Writing at Human Progress, Martin Tupy has an excellent article on the real effects of predatory pricing and monopoly. Here is the upshot (although one should read the whole article. It is excellent):
In a 2014 Council on Foreign Relations report, Eugene Gholz, an associate professor of public affairs at the University of Texas at Austin, revisited the crisis and found that the Chinese embargo [of rare earths to Japan] proved to be a bit of a dud. Some Chinese exporters got around the embargo by using legal loopholes, such as selling rare earths after combining them with other alloys. Others smuggled the elements out of China outright. Some companies found ways to make their products using smaller amounts of the elements while others “remembered that they did not need the high performance of specialized rare earth[s] … they were merely using them because, at least until the 2010 episode, they were relatively inexpensive and convenient.” Third, companies around the world started raising money for new mining projects, ramped up the existing plant capacities and accelerated plans to recycle rare earths.

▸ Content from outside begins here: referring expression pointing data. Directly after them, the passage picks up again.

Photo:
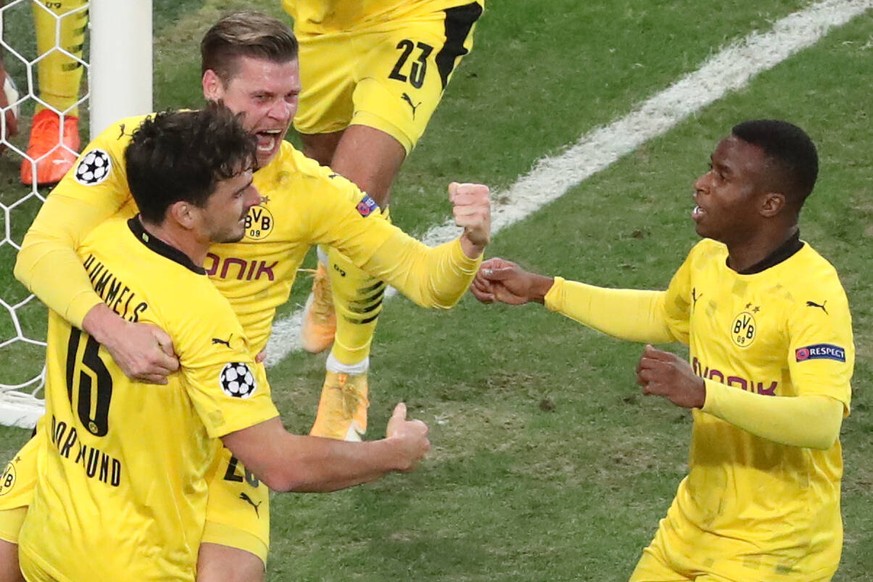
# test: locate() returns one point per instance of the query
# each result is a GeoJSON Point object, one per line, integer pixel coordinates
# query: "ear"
{"type": "Point", "coordinates": [772, 204]}
{"type": "Point", "coordinates": [183, 213]}
{"type": "Point", "coordinates": [213, 88]}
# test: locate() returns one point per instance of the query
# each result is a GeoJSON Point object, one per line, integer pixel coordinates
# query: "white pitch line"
{"type": "Point", "coordinates": [729, 70]}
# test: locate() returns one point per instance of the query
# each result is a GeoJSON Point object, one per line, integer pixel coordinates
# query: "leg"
{"type": "Point", "coordinates": [236, 536]}
{"type": "Point", "coordinates": [369, 112]}
{"type": "Point", "coordinates": [217, 563]}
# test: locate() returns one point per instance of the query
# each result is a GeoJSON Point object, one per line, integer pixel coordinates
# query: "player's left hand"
{"type": "Point", "coordinates": [472, 211]}
{"type": "Point", "coordinates": [665, 374]}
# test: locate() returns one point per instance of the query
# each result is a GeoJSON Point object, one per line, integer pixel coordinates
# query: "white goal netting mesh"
{"type": "Point", "coordinates": [22, 317]}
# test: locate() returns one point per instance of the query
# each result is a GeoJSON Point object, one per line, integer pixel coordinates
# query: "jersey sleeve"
{"type": "Point", "coordinates": [93, 191]}
{"type": "Point", "coordinates": [229, 390]}
{"type": "Point", "coordinates": [821, 351]}
{"type": "Point", "coordinates": [349, 220]}
{"type": "Point", "coordinates": [677, 307]}
{"type": "Point", "coordinates": [627, 314]}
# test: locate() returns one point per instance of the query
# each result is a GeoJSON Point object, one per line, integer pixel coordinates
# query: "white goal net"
{"type": "Point", "coordinates": [117, 81]}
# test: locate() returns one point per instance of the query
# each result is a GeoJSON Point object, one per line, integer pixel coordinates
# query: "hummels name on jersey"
{"type": "Point", "coordinates": [113, 291]}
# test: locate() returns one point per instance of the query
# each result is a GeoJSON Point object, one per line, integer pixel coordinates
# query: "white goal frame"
{"type": "Point", "coordinates": [119, 84]}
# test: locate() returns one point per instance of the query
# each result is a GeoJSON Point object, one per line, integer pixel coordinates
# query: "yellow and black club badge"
{"type": "Point", "coordinates": [743, 329]}
{"type": "Point", "coordinates": [259, 223]}
{"type": "Point", "coordinates": [7, 481]}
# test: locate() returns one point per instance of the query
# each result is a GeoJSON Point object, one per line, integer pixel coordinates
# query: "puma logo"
{"type": "Point", "coordinates": [408, 99]}
{"type": "Point", "coordinates": [248, 500]}
{"type": "Point", "coordinates": [216, 341]}
{"type": "Point", "coordinates": [123, 131]}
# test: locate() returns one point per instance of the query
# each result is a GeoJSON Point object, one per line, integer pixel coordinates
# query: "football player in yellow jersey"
{"type": "Point", "coordinates": [250, 63]}
{"type": "Point", "coordinates": [109, 503]}
{"type": "Point", "coordinates": [373, 73]}
{"type": "Point", "coordinates": [770, 336]}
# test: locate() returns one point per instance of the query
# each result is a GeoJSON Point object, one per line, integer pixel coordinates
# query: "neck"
{"type": "Point", "coordinates": [751, 251]}
{"type": "Point", "coordinates": [179, 238]}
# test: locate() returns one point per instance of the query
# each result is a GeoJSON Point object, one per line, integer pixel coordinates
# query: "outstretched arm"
{"type": "Point", "coordinates": [623, 313]}
{"type": "Point", "coordinates": [437, 276]}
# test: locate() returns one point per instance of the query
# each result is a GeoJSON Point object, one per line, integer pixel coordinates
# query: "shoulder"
{"type": "Point", "coordinates": [291, 172]}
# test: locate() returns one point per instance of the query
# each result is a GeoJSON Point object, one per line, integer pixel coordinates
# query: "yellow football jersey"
{"type": "Point", "coordinates": [122, 474]}
{"type": "Point", "coordinates": [304, 204]}
{"type": "Point", "coordinates": [783, 331]}
{"type": "Point", "coordinates": [324, 16]}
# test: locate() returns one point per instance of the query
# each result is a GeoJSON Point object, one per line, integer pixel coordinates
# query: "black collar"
{"type": "Point", "coordinates": [155, 244]}
{"type": "Point", "coordinates": [785, 250]}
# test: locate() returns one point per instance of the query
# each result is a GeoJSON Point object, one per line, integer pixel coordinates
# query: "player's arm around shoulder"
{"type": "Point", "coordinates": [288, 462]}
{"type": "Point", "coordinates": [88, 195]}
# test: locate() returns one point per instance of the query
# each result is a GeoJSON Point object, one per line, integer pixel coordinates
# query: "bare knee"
{"type": "Point", "coordinates": [217, 563]}
{"type": "Point", "coordinates": [9, 569]}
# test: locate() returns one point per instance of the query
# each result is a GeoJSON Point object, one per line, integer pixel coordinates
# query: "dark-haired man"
{"type": "Point", "coordinates": [249, 63]}
{"type": "Point", "coordinates": [124, 468]}
{"type": "Point", "coordinates": [770, 336]}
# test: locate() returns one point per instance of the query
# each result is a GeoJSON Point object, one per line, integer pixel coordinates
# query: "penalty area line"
{"type": "Point", "coordinates": [552, 177]}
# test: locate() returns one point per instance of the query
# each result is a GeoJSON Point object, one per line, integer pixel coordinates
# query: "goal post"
{"type": "Point", "coordinates": [120, 75]}
{"type": "Point", "coordinates": [119, 84]}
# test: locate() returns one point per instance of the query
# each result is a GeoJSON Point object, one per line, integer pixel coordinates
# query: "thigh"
{"type": "Point", "coordinates": [238, 508]}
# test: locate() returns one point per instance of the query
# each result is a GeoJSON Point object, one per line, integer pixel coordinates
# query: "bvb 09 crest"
{"type": "Point", "coordinates": [259, 222]}
{"type": "Point", "coordinates": [743, 329]}
{"type": "Point", "coordinates": [7, 481]}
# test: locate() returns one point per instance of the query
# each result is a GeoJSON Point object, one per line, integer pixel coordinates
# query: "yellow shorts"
{"type": "Point", "coordinates": [238, 509]}
{"type": "Point", "coordinates": [680, 551]}
{"type": "Point", "coordinates": [16, 490]}
{"type": "Point", "coordinates": [237, 512]}
{"type": "Point", "coordinates": [388, 75]}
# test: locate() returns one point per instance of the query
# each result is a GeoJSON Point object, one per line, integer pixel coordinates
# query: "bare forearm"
{"type": "Point", "coordinates": [287, 462]}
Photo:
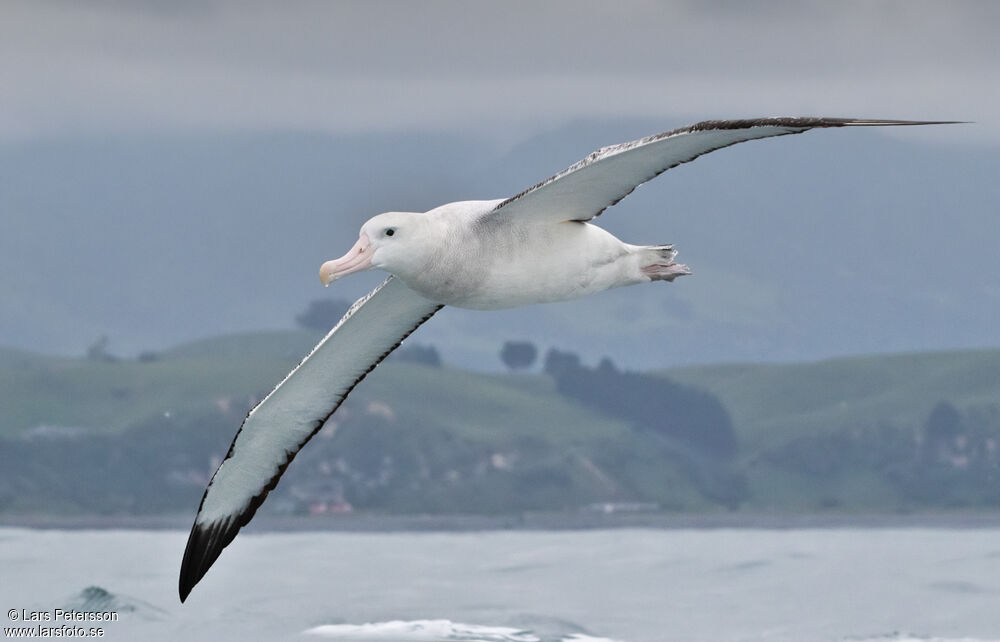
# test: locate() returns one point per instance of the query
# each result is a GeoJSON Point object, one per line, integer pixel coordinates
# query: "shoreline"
{"type": "Point", "coordinates": [579, 521]}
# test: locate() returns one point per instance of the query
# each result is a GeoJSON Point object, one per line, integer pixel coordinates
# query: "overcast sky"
{"type": "Point", "coordinates": [72, 68]}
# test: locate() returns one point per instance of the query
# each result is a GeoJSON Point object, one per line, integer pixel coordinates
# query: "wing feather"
{"type": "Point", "coordinates": [587, 188]}
{"type": "Point", "coordinates": [280, 425]}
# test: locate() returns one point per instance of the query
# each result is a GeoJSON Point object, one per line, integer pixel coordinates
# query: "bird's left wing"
{"type": "Point", "coordinates": [292, 413]}
{"type": "Point", "coordinates": [587, 188]}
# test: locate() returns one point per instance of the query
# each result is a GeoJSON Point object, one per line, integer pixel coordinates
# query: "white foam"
{"type": "Point", "coordinates": [437, 631]}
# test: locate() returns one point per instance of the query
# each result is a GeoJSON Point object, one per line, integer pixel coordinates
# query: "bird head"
{"type": "Point", "coordinates": [396, 242]}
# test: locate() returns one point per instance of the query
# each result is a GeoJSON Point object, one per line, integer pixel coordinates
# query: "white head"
{"type": "Point", "coordinates": [398, 242]}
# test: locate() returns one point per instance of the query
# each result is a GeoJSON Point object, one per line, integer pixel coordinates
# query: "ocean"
{"type": "Point", "coordinates": [627, 585]}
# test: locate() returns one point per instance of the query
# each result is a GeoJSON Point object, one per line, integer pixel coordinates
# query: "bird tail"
{"type": "Point", "coordinates": [658, 263]}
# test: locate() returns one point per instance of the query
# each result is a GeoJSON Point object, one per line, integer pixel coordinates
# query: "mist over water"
{"type": "Point", "coordinates": [580, 586]}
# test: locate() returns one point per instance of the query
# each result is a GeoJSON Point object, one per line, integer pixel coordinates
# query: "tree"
{"type": "Point", "coordinates": [942, 430]}
{"type": "Point", "coordinates": [322, 314]}
{"type": "Point", "coordinates": [518, 355]}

In other words, when faced with a sudden shortage, people compensated through other means. It’s almost as if demand curves slope downward.
Monopolies are still subject to the whims of consumers. They cannot raise their prices with impunity. As prices remain high, people will innovate around them. This indicates that the fear of predatory pricing, that a firm (or country) will seize market power and use it to jack up prices or manipulate people, are greatly overblown.